Prediction: Oil Prices Stay Elevated in 2026 -- and Volatility Will Follow

It’s difficult to say with any certainty how the ongoing war in the Middle East will end, or more importantly, exactly when that will happen. Yet those are critical questions for financial markets, as the war and the resulting spike in oil prices are driving market volatility to dangerously high levels.

The CBOE Volatility Index, also known as the stock market’s fear gauge, recently exceeded 29 and remains near 25, above the threshold of 20 that indicates rising investor fear and volatility (above 30 is panic mode). And CNN’s well-known “Fear & Greed Index” is now hovering at the intersection of “Fear” and “Extreme Fear.”

Image source: Getty Images.

As I write this on March 11, there seems to be little indication that the hostilities between the U.S, Israel, and Iran will cease any time soon, despite repeated reassurances from President Donald Trump that the war will wrap up “very soon.” And it’s telling that Trump’s words about a near-term end of the war come amid other messages on the timeline from both Defense Secretary Pete Hegseth and Secretary of State Marco Rubio.

Oil prices have fluctuated wildly in recent days due to the war and more specifically, to Iran’s ability to bring shipping traffic through the Strait of Hormuz – through which travels a fifth of the world’s oil exports – to a standstill. Over the weekend of March 7-8, the price of Brent crude, the international benchmark, spiked to $120 a barrel. That was up from about $71 before the war started, though it has since settled back to around $92.

Policy actions to counter price spikes are limited

To be sure, policy makers outside of Iran are taking measures to try to calm shaky oil markets. On March 11, the 32 member states of the International Energy Agency (IEA) said they will release 400 barrels of oil from their emergency stocks, which would be the largest such release in history.

Yet despite that unprecedented action, the price of oil rose on Wednesday, probably because Trump announced the possibility of additional U.S strikes on Iran despite his recent claims that the war is winding down. In addition, some oil industry analysts are saying that the IEA plan will provide only temporary relief to high oil prices and volatile markets, perhaps a month’s worth.

Making predictions about when oil prices will fall back to pre-war levels and financial markets will calm is difficult in such circumstances. But it’s worth noting that lower oil prices in the near term and less-volatile markets will likely depend not just on an end to hostilities in the Middle East, but also a peaceful transition to a new government in Iran.

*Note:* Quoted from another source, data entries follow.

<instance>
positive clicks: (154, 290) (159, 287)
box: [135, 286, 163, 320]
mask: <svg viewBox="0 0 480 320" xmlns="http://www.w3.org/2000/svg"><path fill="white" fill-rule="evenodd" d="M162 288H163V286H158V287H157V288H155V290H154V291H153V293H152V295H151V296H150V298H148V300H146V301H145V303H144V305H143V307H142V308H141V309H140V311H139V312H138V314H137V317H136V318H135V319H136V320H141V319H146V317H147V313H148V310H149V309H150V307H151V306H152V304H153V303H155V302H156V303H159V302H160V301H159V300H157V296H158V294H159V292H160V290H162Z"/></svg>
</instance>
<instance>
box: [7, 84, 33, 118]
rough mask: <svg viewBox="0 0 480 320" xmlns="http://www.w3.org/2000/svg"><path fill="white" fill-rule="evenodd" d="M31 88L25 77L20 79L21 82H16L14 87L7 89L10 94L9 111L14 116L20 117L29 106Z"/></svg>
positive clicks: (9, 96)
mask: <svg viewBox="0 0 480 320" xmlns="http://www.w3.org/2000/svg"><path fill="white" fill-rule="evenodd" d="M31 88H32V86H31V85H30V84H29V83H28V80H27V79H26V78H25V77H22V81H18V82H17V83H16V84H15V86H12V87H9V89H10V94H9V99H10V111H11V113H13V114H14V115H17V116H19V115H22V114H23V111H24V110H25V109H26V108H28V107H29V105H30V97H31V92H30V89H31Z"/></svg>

And that seems unlikely right now. More likely is a chaotic environment with various groups fighting for power and infighting between Iran’s various ethnic groups. JPMorgan Chase notes that since 1979, the year of the Iranian revolution, there have been eight notable instances of regime change in medium- to large-scale oil-producing nations, each with significant implications for global oil prices and supply dynamics. And further destabilization of Iran could lead to significantly higher oil prices sustained over extended periods, and thus more volatility.

I see that as about the likeliest forecast possible right now. Still, investors should stay the course, as the stock market has endured similar situations before and eventually recovered. Those looking for more safety in their portfolios should consider consumer staples, healthcare, and utilities stocks, which tend to outperform in down markets.